With anti–PD-1, you can tell your patient that he or she will have a 30% chance of responding, and if a response occurs, there is a 50% chance that it will be durable, with almost no toxicity in most patients; toxicity, however, will be greater when PD-1 blockade is combined with ipilimumab. It’s a no-brainer that we will probably offer some form of PD-1 blockade first, alone or in combination.

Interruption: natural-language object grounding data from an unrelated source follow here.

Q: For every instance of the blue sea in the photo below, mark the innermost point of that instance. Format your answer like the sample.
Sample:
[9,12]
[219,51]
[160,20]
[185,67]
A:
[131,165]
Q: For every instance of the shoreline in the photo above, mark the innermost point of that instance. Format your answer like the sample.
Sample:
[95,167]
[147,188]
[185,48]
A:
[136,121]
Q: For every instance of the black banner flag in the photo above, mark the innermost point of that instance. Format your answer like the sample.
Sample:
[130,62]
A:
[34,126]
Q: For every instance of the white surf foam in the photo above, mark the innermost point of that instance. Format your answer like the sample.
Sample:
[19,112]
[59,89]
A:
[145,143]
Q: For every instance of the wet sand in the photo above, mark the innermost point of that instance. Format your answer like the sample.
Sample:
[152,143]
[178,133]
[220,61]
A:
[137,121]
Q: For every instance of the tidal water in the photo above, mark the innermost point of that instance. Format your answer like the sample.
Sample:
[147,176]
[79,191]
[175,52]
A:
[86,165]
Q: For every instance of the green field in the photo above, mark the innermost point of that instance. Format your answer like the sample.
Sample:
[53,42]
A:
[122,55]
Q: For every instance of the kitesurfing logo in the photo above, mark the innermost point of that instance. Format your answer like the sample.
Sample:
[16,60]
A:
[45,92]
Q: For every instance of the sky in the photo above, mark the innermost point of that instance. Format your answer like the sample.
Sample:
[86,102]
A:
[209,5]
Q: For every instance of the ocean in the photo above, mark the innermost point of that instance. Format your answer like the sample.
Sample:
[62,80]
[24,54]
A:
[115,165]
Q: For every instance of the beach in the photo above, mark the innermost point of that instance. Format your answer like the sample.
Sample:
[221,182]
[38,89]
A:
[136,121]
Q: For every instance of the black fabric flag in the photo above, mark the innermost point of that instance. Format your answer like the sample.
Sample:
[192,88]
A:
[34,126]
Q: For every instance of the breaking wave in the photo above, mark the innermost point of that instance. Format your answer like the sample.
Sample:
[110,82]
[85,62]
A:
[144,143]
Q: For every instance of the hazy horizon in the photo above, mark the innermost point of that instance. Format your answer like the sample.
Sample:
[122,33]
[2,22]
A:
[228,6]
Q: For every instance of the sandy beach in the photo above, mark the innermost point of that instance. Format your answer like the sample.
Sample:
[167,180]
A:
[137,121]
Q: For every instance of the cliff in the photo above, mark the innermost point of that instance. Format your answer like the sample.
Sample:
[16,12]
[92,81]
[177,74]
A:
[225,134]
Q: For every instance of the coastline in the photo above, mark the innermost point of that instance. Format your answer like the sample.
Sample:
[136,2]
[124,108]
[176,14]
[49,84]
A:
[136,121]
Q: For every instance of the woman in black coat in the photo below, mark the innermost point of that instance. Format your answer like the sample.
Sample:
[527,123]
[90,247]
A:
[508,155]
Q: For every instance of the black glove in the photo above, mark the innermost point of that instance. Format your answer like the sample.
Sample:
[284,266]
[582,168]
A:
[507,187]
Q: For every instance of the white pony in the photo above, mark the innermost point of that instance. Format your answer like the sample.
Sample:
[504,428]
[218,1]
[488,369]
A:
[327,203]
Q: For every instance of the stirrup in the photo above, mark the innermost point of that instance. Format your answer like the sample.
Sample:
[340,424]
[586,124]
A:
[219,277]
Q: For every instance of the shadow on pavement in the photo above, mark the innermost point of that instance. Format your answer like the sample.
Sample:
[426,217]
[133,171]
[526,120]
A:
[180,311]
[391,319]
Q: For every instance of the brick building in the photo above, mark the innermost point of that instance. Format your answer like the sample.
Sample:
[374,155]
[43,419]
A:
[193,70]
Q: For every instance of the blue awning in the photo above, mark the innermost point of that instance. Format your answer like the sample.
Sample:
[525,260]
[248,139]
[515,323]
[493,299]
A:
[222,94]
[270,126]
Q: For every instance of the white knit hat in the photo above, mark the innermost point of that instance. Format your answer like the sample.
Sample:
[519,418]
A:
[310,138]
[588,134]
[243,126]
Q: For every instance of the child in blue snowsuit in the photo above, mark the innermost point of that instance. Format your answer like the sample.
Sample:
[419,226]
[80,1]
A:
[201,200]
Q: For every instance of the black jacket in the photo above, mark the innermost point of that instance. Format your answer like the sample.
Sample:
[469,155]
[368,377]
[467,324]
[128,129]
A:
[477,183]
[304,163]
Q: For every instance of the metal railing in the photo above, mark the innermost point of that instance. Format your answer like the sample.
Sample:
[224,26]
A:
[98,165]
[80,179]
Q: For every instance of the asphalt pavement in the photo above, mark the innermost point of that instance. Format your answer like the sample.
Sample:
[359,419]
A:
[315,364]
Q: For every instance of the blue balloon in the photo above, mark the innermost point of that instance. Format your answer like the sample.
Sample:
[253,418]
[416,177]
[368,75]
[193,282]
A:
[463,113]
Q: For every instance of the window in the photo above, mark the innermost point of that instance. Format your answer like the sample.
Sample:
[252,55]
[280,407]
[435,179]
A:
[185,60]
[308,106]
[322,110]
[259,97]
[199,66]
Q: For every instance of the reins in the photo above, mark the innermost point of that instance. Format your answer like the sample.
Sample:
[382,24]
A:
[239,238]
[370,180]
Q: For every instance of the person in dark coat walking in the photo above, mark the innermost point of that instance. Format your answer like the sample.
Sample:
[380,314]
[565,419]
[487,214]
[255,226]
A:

Perhaps we may change this view when we see long-term data from the dabrafenib/trametinib or other BRAF/MEK targeted agent combinations. Of course, we need randomized trials of these combinations. I still don’t know with 100% certainty if nivolumab/ipilimumab is better than nivolumab alone, or better than lambrolizumab alone, or if one anti–PD-1/PD-L1 agent is better than another. But the impression is that for large-bulk, rapidly progressive disease, the combination may be capable of producing impressive responses within a period of weeks in some patients.
We believe that having these new drugs will make some of the current treatment algorithms obsolete, and in fact, the field is moving so rapidly that it is hard to predict the optimal algorithm for the next several years. ■
Disclosure: Dr. Sznol reported no potential conflicts of interest.